Quand ils eurent ainsi fait, ils demandèrent au duc de Berry qu’il vînt là s’il lui plaisoit, et que on le recevroit volontiers au nom du roi de France, et feroient tout ce qu’ils devoient faire. Le duc de Berry y envoya monseigneur Bertran le connétable, qui avoit commission et procuration de prendre la possession pour le roi de France. Lors se départit de Poitiers à cent lances le dit connétable, à l’ordonnance du duc de Berry, et chevaucha tant qu’il vint en la ville de la Rochelle, où il fut reçu à grande joie, et montra de ce procuration du dit roi son seigneur, qui l’avoit établi ès parties de par de là comme son corps représentant. Si prit la foi et l’hommage des hommes de la ville, et y séjourna trois jours ; et lui furent faites toutes droitures ainsi comme proprement au roi, et y reçut grands dons et beaux présens, et aussi il en donna foison aux dames et aux damoiselles ; et quand il eut assez revellé et joué, il se partit de la Rochelle et retourna arrière à Poitiers[1].

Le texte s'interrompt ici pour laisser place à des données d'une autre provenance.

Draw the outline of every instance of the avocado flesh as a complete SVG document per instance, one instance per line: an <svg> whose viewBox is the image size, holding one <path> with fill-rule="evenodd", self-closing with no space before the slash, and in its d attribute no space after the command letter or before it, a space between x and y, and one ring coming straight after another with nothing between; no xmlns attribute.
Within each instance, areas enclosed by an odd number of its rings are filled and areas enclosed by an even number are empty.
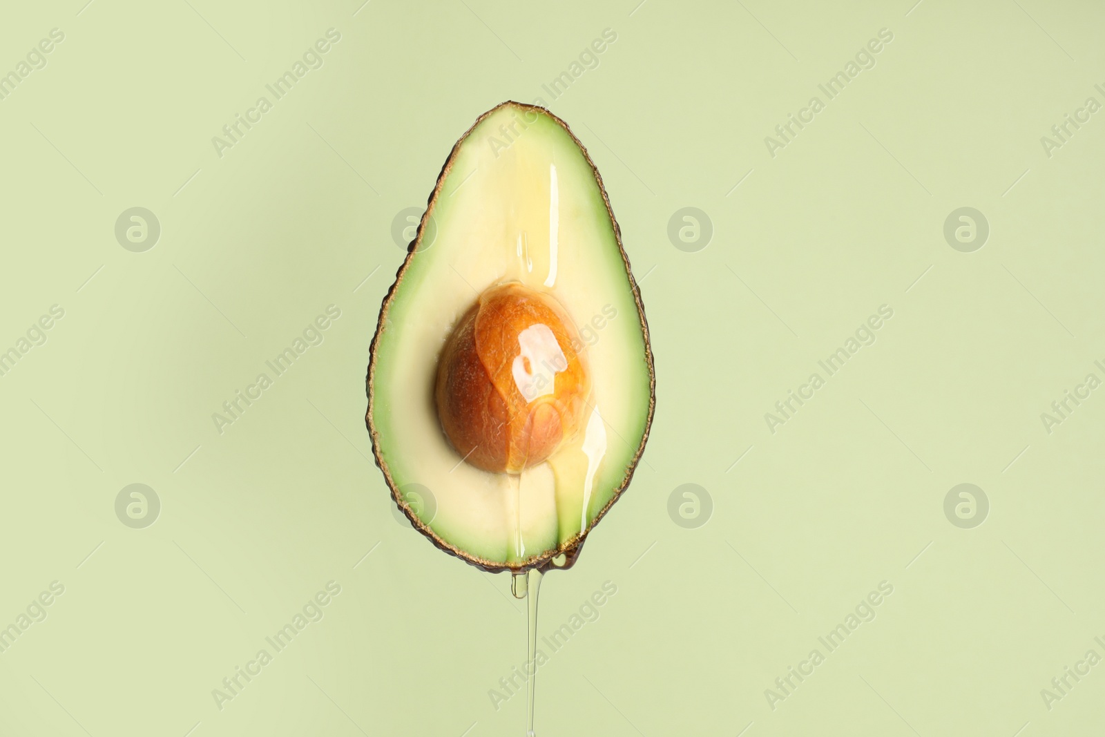
<svg viewBox="0 0 1105 737"><path fill-rule="evenodd" d="M435 229L425 228L430 217ZM508 281L564 306L592 381L583 429L520 476L463 462L433 397L454 324L480 293ZM439 547L485 569L539 566L575 549L625 488L652 419L648 328L597 171L559 118L505 103L453 148L385 298L368 392L392 496ZM412 483L435 505L401 501Z"/></svg>

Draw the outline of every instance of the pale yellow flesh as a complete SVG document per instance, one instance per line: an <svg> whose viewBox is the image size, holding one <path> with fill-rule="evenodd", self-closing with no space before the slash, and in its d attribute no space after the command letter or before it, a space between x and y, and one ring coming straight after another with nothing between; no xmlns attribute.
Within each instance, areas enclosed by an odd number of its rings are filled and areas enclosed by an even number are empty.
<svg viewBox="0 0 1105 737"><path fill-rule="evenodd" d="M481 122L431 215L436 238L413 254L377 340L379 450L398 485L434 495L436 514L423 522L439 537L478 559L518 564L586 530L623 483L650 401L636 303L591 168L544 114L505 106ZM463 462L433 401L438 356L456 319L509 280L551 294L580 328L590 324L586 430L520 480Z"/></svg>

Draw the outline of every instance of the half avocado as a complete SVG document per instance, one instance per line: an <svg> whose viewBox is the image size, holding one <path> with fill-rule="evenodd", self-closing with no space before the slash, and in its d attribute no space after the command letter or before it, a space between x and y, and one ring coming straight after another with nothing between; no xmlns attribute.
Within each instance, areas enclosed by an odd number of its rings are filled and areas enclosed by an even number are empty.
<svg viewBox="0 0 1105 737"><path fill-rule="evenodd" d="M411 524L488 571L570 565L629 485L655 380L618 224L567 124L507 102L461 137L370 354L372 452Z"/></svg>

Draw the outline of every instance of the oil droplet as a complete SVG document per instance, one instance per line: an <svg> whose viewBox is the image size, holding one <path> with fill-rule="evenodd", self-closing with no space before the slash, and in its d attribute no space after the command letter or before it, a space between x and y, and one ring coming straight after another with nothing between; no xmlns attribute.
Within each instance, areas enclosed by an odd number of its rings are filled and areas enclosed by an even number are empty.
<svg viewBox="0 0 1105 737"><path fill-rule="evenodd" d="M526 672L533 671L529 676L526 691L526 736L534 737L534 693L537 685L537 592L541 588L541 572L536 568L530 568L526 572L526 613L527 613L527 645L528 657Z"/></svg>
<svg viewBox="0 0 1105 737"><path fill-rule="evenodd" d="M526 555L526 543L522 539L522 476L507 474L506 478L514 491L514 554L522 560Z"/></svg>
<svg viewBox="0 0 1105 737"><path fill-rule="evenodd" d="M525 599L527 588L525 573L513 573L511 576L511 593L514 594L515 599Z"/></svg>

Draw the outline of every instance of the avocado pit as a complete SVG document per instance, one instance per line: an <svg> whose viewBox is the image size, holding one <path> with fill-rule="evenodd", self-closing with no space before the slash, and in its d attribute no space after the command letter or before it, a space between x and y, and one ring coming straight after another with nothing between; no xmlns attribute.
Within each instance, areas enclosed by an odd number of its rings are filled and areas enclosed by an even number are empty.
<svg viewBox="0 0 1105 737"><path fill-rule="evenodd" d="M467 463L519 474L547 460L583 422L590 377L565 309L508 282L461 317L438 362L441 428Z"/></svg>

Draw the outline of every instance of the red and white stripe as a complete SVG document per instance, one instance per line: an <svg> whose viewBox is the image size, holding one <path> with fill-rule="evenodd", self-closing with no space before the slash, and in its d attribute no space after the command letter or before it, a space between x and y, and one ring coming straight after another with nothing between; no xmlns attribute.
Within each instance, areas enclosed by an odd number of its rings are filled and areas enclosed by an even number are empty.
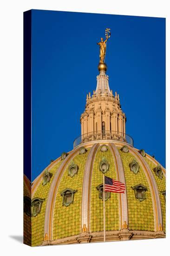
<svg viewBox="0 0 170 256"><path fill-rule="evenodd" d="M113 180L113 179L112 179L112 185L105 184L105 191L110 191L115 193L124 193L125 187L124 183Z"/></svg>

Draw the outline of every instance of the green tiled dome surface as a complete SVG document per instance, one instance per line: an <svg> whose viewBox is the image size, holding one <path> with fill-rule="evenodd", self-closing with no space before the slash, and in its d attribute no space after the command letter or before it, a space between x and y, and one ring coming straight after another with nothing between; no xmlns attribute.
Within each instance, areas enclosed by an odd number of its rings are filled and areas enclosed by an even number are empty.
<svg viewBox="0 0 170 256"><path fill-rule="evenodd" d="M83 177L89 150L85 154L78 155L73 159L78 167L78 174L68 176L69 163L59 184L57 193L53 219L52 240L78 235L81 232L81 204ZM69 206L62 205L60 192L66 188L78 190L74 202Z"/></svg>
<svg viewBox="0 0 170 256"><path fill-rule="evenodd" d="M42 185L42 182L41 182L33 198L39 197L45 199L45 201L42 203L41 211L35 217L32 217L32 246L39 245L44 241L44 227L45 221L45 214L46 203L50 186L53 179L55 173L58 169L62 161L59 161L50 171L52 173L52 176L49 182L45 186Z"/></svg>
<svg viewBox="0 0 170 256"><path fill-rule="evenodd" d="M126 186L129 216L129 228L131 230L154 231L154 216L151 195L143 170L139 165L137 174L131 171L129 165L134 156L129 152L123 153L119 149L124 171ZM146 186L146 199L140 202L135 195L131 187L142 183Z"/></svg>
<svg viewBox="0 0 170 256"><path fill-rule="evenodd" d="M166 182L165 178L164 175L163 175L162 179L160 179L155 174L154 170L157 166L154 164L150 160L148 159L147 157L144 158L145 160L148 164L149 167L154 176L157 188L158 190L159 195L160 196L160 199L161 201L162 212L163 215L163 230L165 231L166 230L166 206L165 201L163 195L161 192L164 191L166 189Z"/></svg>
<svg viewBox="0 0 170 256"><path fill-rule="evenodd" d="M94 159L91 184L90 231L100 231L104 230L103 202L99 198L98 191L96 187L103 183L103 173L99 170L99 162L105 156L109 163L109 170L105 175L117 179L113 158L110 150L105 152L98 150ZM105 201L106 230L119 229L118 195L111 193L111 197Z"/></svg>

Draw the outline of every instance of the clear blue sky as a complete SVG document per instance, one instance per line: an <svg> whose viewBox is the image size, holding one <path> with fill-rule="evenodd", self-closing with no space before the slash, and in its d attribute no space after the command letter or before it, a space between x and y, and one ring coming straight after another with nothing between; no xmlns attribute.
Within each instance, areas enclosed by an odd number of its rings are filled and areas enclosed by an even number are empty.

Ne demeura guère de temps puis ce di que le roi de France envoya ses messages devers Yvain de Galles, en lui mandant et signifiant que il le verroit volontiers, et son prisonnier le captal de Buch. Encore ordonna le roi en ce voyage que l’amiral du roi Henry de Castille, Dam Radhigo de Rous, se partît à toute sa navie et retournât en Espagne ; car pour celle saison il ne les vouloit plus ensonnier. Ainsi se défit l’armée de la mer ; et retournèrent les Espaignois, et furent, ains leur département, tout sec payés de leurs gages, tant et si bien qu’ils s’en contentèrent grandement du roi de France et de son paiement. Et Yvain de Galles, au commandement et ordonnance du roi, prit le chemin de Paris, et lui amena le captal de Buch, dont le roi eut grand’joie et lequel bien connoissoit, car il l’avoit vu autrefois. Si lui fit grand’chère et lie, et le tint en prison courtoise sans nulle contrainte ; car volontiers l’eût retrait à son amour par quoi il fût retourné François. Et lui fit promettre et offrir grands dons, grands héritages et grands profits ; mais le captal n’y voult oncques entendre ; mais bien disoit aux barons et aux chevaliers de France qui le visitoient et qui de cela parloient, que il se rançonneroit volontiers et grandement, cinq ou six fois plus que sa revenue par an ne lui valoit. Mais le roi n’avait point conseil de ce faire : si demeura la chose en cel état, et fut de premier mis au châtel du Louvre, et là gardé bien et soigneusement ; et le visitoient souvent les barons et les chevaliers de France. Or reviendrons-nous aux besognes de Poitou qui n’étoient mie encore toutes finies.

  1. La Rochelle se rendit aux Français le 15 août 1372. Cascalès rapporte une lettre du roi Henri de Castille à la ville de Murcie, datée de Bénévent, 27 septembre, année 1410 (c’est-à-dire 1372, d’après notre calcul), et dans laquelle il annonce que La Rochelle venait de se rendre au roi de France, avec cinq autres villes et châteaux pour la fête de Notre-Dame d’août : Et dia de Nuestra-Señora de Agosto que agora pasò.